The answer denied generally the allegations of the petition and alleged that the insured had not complied with the terms of the policy in that he had not been attended by a physician at least once a week during the period for which total disability was claimed; that *514he had not furnished “proof of claim” as provided for in the policy; that he had not suffered “total loss of time” as alleged in the petition, but in fact had worked at various gainful occupations during much of the time covered by the claim; that he had filed a claim against the bridge construction company under the workmen’s compensation act and had received an award based on a finding by the commissioner of compensation for total disability for a period of twenty-two weeks, no appeal being taken from the commissioner’s award; and that the insured had, for valuable consideration, signed a release fully discharging the company from any further obligation on the policy arising from the accident.

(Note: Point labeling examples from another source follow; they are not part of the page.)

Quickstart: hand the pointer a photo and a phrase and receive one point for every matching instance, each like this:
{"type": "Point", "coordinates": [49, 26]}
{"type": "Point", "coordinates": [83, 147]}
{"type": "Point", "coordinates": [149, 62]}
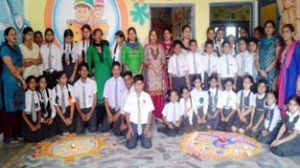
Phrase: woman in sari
{"type": "Point", "coordinates": [289, 72]}
{"type": "Point", "coordinates": [155, 64]}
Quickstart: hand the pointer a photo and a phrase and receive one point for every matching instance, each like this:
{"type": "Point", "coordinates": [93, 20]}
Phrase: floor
{"type": "Point", "coordinates": [165, 153]}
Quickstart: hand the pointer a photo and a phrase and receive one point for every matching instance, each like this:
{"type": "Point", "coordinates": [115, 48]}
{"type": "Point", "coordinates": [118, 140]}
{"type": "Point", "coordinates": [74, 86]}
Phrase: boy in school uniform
{"type": "Point", "coordinates": [51, 56]}
{"type": "Point", "coordinates": [228, 66]}
{"type": "Point", "coordinates": [113, 92]}
{"type": "Point", "coordinates": [178, 69]}
{"type": "Point", "coordinates": [194, 61]}
{"type": "Point", "coordinates": [138, 108]}
{"type": "Point", "coordinates": [227, 106]}
{"type": "Point", "coordinates": [128, 79]}
{"type": "Point", "coordinates": [172, 116]}
{"type": "Point", "coordinates": [210, 62]}
{"type": "Point", "coordinates": [85, 95]}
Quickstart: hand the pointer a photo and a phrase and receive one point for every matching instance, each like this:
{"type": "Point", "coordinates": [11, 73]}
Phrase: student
{"type": "Point", "coordinates": [138, 108]}
{"type": "Point", "coordinates": [227, 105]}
{"type": "Point", "coordinates": [69, 56]}
{"type": "Point", "coordinates": [245, 63]}
{"type": "Point", "coordinates": [64, 100]}
{"type": "Point", "coordinates": [48, 112]}
{"type": "Point", "coordinates": [210, 62]}
{"type": "Point", "coordinates": [128, 79]}
{"type": "Point", "coordinates": [116, 50]}
{"type": "Point", "coordinates": [113, 92]}
{"type": "Point", "coordinates": [86, 100]}
{"type": "Point", "coordinates": [244, 107]}
{"type": "Point", "coordinates": [218, 41]}
{"type": "Point", "coordinates": [32, 129]}
{"type": "Point", "coordinates": [172, 116]}
{"type": "Point", "coordinates": [187, 109]}
{"type": "Point", "coordinates": [200, 100]}
{"type": "Point", "coordinates": [84, 44]}
{"type": "Point", "coordinates": [259, 111]}
{"type": "Point", "coordinates": [213, 113]}
{"type": "Point", "coordinates": [287, 141]}
{"type": "Point", "coordinates": [51, 56]}
{"type": "Point", "coordinates": [272, 122]}
{"type": "Point", "coordinates": [178, 69]}
{"type": "Point", "coordinates": [194, 61]}
{"type": "Point", "coordinates": [228, 66]}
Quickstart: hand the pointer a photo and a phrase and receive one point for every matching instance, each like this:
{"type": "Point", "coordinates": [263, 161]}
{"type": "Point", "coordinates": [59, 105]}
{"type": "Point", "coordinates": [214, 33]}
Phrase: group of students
{"type": "Point", "coordinates": [84, 84]}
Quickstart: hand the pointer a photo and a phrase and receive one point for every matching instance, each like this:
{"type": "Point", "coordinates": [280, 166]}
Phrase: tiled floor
{"type": "Point", "coordinates": [164, 154]}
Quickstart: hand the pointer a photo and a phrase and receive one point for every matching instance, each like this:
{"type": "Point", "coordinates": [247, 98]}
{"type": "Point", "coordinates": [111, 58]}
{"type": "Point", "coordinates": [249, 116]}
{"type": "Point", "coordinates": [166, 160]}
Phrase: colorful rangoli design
{"type": "Point", "coordinates": [219, 145]}
{"type": "Point", "coordinates": [72, 147]}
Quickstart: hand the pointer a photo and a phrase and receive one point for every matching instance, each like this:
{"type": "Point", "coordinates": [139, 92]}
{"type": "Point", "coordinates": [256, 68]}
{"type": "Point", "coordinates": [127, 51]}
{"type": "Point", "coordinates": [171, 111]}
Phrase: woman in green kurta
{"type": "Point", "coordinates": [100, 62]}
{"type": "Point", "coordinates": [132, 53]}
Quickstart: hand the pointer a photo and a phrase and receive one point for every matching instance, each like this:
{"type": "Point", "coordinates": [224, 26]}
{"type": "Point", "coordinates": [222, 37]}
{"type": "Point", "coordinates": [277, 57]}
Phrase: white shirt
{"type": "Point", "coordinates": [187, 109]}
{"type": "Point", "coordinates": [291, 118]}
{"type": "Point", "coordinates": [82, 46]}
{"type": "Point", "coordinates": [210, 62]}
{"type": "Point", "coordinates": [171, 115]}
{"type": "Point", "coordinates": [69, 49]}
{"type": "Point", "coordinates": [131, 107]}
{"type": "Point", "coordinates": [200, 99]}
{"type": "Point", "coordinates": [57, 91]}
{"type": "Point", "coordinates": [227, 100]}
{"type": "Point", "coordinates": [182, 65]}
{"type": "Point", "coordinates": [110, 90]}
{"type": "Point", "coordinates": [245, 62]}
{"type": "Point", "coordinates": [90, 89]}
{"type": "Point", "coordinates": [124, 98]}
{"type": "Point", "coordinates": [55, 57]}
{"type": "Point", "coordinates": [28, 101]}
{"type": "Point", "coordinates": [275, 120]}
{"type": "Point", "coordinates": [43, 97]}
{"type": "Point", "coordinates": [197, 66]}
{"type": "Point", "coordinates": [232, 66]}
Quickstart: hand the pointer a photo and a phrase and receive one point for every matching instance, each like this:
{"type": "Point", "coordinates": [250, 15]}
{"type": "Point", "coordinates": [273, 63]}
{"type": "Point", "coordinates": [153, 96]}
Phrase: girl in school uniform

In addition to a general denial, appellee alleged in his reply that while he had attempted to engage in various occupations, he had found in each instance that he was pl^sically unable to do so; that all conditions in the policy had been complied with and if any had not been complied with then compliance had been waived by the defendant company; that at the time the alleged release was executed, he, “the attending physicians, defendant, and defendant’s agents were mistaken as to the extent and permanency of the plaintiff’s injuries, in that they, and each of them, believed plaintiff had recovered from his injuries, and that he soon would be able to resume his work, when, in fact, and as it later developed, and was learned, plaintiff’s injuries were of such a serious nature that he then was, now is, and will continue to be permanently totally disabled, and he is now suffering and will continue to suffer total loss of time as a result of said injury. That at the time of the making of the alleged release, the issuing and cashing of the draft and the execution of the rider, neither the plaintiff nor the defendant, nor defendant’s agents knew or realized the seriousness and permanency of plaintiff’s injuries and that, as a result thereof, the said instruments were executed under a mutual mistake of fact as to matters materially affecting the rights and status of the parties concerned”; and that said release was without adequate consideration and was void.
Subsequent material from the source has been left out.